Du noyau dur du métier à un contexte étendu
De manière complémentaire, le développement professionnel consisterait à augmenter
l’étendue de la situation que l’agent prend en compte pour piloter son action. Cette
variation a été particulièrement étudiée par Leplat (1997, 2000) qui observe que, dans
les systèmes complexes et continus – dont relève l’enseignement – les agents peuvent
redéfinir leur activité, notamment en manipulant les frontières du sous-système dont ils
ont la charge. Ainsi, l’agent peut se limiter à la région centrale de la tâche prescrite, au
cœur de son métier. Il peut aussi étendre son domaine de travail à la prise en compte de
la région périphérique afin d’en faciliter la réalisation. Il peut, enfin, tirer parti
d’informations et d’interactions situées dans un contexte plus lointain afin de parfaire le
diagnostic, la planification et la régulation de son activité. Menées dans le domaine des
entreprises, ces études montrent qu’un lien étroit existe entre la qualité de la tâche et la
prise en compte de son environnement : l’action est mieux comprise lorsqu’elle est
inscrite dans le système entier.
Dans les entretiens précédents, la débutante (cf. encadré 1) ne prend en compte que la
classe dans sa globalité, deux séances successives et deux types d’activités scolaires
(écrire des textes vs remplir des fiches). À l’inverse, les expérimentés
(cf. encadrés 2 ; 3) considèrent la classe et des apprenants singuliers, un ensemble de
séances sur une année ou sur plusieurs, voire même les collègues d’autres années ou des
partenaires en dehors de l’établissement (e.g. : la bibliothèque du quartier).
La conceptualisation, clé du développement professionnel
Cette dynamique du développement professionnel selon deux axes – distanciation de
l’action et extension du contexte – s’avère dépendre du processus de conceptualisation.
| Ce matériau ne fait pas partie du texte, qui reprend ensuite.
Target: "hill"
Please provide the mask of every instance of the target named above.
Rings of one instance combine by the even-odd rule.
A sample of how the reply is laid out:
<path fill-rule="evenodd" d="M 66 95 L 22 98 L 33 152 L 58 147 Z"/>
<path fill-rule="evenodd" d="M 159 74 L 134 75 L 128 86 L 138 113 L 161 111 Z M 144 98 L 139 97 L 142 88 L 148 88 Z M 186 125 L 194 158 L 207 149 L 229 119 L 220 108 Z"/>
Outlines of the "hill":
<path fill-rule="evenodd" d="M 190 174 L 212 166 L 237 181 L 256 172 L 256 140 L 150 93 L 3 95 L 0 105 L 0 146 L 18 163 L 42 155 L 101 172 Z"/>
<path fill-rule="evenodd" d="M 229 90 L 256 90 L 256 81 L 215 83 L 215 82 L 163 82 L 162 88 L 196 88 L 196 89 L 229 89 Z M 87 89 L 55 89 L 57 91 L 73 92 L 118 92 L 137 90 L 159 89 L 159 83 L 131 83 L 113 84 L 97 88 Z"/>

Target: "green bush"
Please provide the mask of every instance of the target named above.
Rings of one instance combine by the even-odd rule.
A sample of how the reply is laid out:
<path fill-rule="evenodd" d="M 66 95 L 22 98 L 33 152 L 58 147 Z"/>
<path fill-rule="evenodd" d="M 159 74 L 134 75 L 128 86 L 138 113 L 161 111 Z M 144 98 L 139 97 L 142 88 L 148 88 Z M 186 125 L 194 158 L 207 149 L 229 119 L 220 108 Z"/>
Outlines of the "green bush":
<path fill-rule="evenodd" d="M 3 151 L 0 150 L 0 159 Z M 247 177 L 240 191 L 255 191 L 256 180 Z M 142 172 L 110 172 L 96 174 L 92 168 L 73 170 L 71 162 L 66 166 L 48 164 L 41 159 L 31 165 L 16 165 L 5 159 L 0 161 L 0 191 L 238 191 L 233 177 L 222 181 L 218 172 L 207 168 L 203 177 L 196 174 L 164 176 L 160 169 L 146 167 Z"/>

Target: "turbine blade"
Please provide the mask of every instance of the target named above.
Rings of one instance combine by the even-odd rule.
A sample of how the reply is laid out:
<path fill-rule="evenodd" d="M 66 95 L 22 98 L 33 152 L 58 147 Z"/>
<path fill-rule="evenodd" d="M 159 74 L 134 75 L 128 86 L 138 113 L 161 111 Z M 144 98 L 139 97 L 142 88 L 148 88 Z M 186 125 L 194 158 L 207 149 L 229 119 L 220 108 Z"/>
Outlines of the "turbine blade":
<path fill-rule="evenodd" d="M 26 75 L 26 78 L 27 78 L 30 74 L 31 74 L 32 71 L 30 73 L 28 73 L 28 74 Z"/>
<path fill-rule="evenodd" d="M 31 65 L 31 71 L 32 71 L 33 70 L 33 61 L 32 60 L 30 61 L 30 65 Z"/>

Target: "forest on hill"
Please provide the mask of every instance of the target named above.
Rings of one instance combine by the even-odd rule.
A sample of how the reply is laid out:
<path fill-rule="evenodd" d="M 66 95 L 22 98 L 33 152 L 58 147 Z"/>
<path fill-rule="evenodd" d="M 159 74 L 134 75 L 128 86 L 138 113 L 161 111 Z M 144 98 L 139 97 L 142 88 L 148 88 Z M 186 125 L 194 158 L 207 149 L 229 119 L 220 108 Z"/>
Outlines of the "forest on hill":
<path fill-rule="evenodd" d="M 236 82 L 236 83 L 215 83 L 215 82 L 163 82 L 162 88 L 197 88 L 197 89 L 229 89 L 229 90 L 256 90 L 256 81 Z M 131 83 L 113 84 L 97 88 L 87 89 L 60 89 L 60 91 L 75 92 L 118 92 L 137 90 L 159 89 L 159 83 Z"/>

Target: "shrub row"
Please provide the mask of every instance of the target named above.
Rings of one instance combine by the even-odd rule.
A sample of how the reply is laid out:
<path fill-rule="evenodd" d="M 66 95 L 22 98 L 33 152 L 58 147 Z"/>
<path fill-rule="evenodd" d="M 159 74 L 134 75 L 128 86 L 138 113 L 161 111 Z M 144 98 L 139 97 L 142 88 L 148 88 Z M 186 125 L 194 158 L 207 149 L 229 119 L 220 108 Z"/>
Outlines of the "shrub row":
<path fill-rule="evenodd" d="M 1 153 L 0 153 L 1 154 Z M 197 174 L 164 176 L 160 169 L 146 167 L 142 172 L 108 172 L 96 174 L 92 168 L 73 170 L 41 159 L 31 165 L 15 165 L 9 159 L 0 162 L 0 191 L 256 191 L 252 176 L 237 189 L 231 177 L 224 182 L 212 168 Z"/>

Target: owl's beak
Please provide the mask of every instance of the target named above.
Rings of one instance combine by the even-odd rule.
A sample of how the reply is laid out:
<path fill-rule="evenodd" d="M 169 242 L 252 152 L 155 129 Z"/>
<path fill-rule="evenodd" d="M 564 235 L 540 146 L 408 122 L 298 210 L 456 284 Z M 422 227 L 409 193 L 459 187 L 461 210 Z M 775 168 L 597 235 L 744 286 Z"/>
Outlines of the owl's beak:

En se référant aux études de Vergnaud (1996, 2000), les chercheurs précédents
(Pastré, 1999b, 2002 ; Mayen, 2002) s’accordent à dire que dans toute activité,
l’efficacité de l’action nécessite son organisation intellectuelle, sa représentation
mentale. Ce passage de l’action à sa conceptualisation est assuré par le schème, défini
comme une unité identifiable de l’activité du sujet, qui correspond à un but particulier et
se déroule selon une temporalité repérable. Cette organisation est stable pour une classe
de situations donnée : l’action change en fonction des paramètres de la situation mais
son organisation générale reste similaire.
La conceptualisation est à l’œuvre dès les premiers moments de l’action, quand bien
même les schèmes apparaissent fragmentaires et isolés les uns des autres. Quand la
compétence se développe, ces schèmes peuvent être reliés, organisés, hiérarchisés,
formant des répertoires qui enrichissent les possibilités d’action, dans des classes de
situations de plus en plus étendues. Appelés modèles opératifs par Pastré (2004), ces
répertoires de schèmes constituent des réseaux de significations qui organisent l’action.
La nature des schèmes et leur organisation en modèles opératifs caractérisent ainsi
différents niveaux de compétence pour une activité et un sujet donnés.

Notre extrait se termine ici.